= Patrick Lawless (Jacobite) =

Irish-born Jacobite and Spanish army officer and diplomat (1676–1739)

Patrick Lawless (1676 – 19 March 1739), known as Patricio Laules in Spain, was an Irish Jacobite soldier who became a diplomat in the service of Philip V of Spain.

==Biography==
Lawless was the son of Walter Lawless of Kilkenny and Ann Bryan. By 1691, he was in the service of James II's Jacobite army in Ireland. He fought in the Williamite War in Ireland, being taken prisoner after the Battle of Aughrim. Released following the Treaty of Limerick, he joined the Flight of the Wild Geese to France where he was appointed a gentleman of the bedchamber to the exiled king and later to James Francis Edward Stuart, the Old Pretender.

After the Peace of Utrecht, Philip V appointed Lawless to be the Spanish ambassador to Anne, Queen of Great Britain. This caused concern among the Whig faction and was a complaint in the impeachment of Robert Harley, Earl of Oxford, with Harley accused of "receiving Patrick Lawless, an Irish Papist, as a foreign minister, and causing several sums of money to be paid to him". Lawless nonetheless retained the ambassadorship to Great Britain after the death of Queen Anne in 1714.
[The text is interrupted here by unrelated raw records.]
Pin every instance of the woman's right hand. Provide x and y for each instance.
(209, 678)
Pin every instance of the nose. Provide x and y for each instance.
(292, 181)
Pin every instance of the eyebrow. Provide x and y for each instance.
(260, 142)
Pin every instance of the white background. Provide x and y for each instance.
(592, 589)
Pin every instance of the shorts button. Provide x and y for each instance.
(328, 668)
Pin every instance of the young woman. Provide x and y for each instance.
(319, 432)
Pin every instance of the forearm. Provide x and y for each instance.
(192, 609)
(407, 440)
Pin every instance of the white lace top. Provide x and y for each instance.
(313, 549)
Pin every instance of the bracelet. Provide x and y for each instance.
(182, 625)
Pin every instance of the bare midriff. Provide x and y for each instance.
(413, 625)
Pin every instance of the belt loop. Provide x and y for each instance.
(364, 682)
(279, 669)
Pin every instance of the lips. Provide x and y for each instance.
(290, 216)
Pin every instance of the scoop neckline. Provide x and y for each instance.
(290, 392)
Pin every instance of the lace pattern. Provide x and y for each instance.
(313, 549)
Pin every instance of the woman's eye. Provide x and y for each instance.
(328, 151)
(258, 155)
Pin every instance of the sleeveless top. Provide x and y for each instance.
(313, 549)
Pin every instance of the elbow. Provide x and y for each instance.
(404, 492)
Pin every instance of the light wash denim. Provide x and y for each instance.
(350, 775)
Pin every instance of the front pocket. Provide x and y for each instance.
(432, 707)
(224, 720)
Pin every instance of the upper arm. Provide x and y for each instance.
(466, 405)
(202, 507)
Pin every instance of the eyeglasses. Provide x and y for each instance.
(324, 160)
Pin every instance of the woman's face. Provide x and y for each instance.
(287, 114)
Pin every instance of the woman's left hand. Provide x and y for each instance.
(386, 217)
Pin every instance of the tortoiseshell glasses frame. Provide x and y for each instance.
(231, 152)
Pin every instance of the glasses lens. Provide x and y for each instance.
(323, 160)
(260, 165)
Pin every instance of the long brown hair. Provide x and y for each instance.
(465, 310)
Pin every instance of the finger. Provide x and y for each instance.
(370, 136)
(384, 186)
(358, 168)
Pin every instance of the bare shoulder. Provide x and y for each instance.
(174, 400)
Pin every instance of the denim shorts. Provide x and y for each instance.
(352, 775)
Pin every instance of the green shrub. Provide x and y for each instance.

After his return to Spain, he became the King's Lieutenant of Madrid in September 1714. In 1718 he was an associate of Peter Redmond, and he was sent to Sweden and Russia to try to form an anti-British alliance. Between 1720 and 1725, he served as Philip's ambassador to France. After that, he was captain-general general of Majorca and Ibiza, and governor of Palma de Mallorca, where he died in 1739.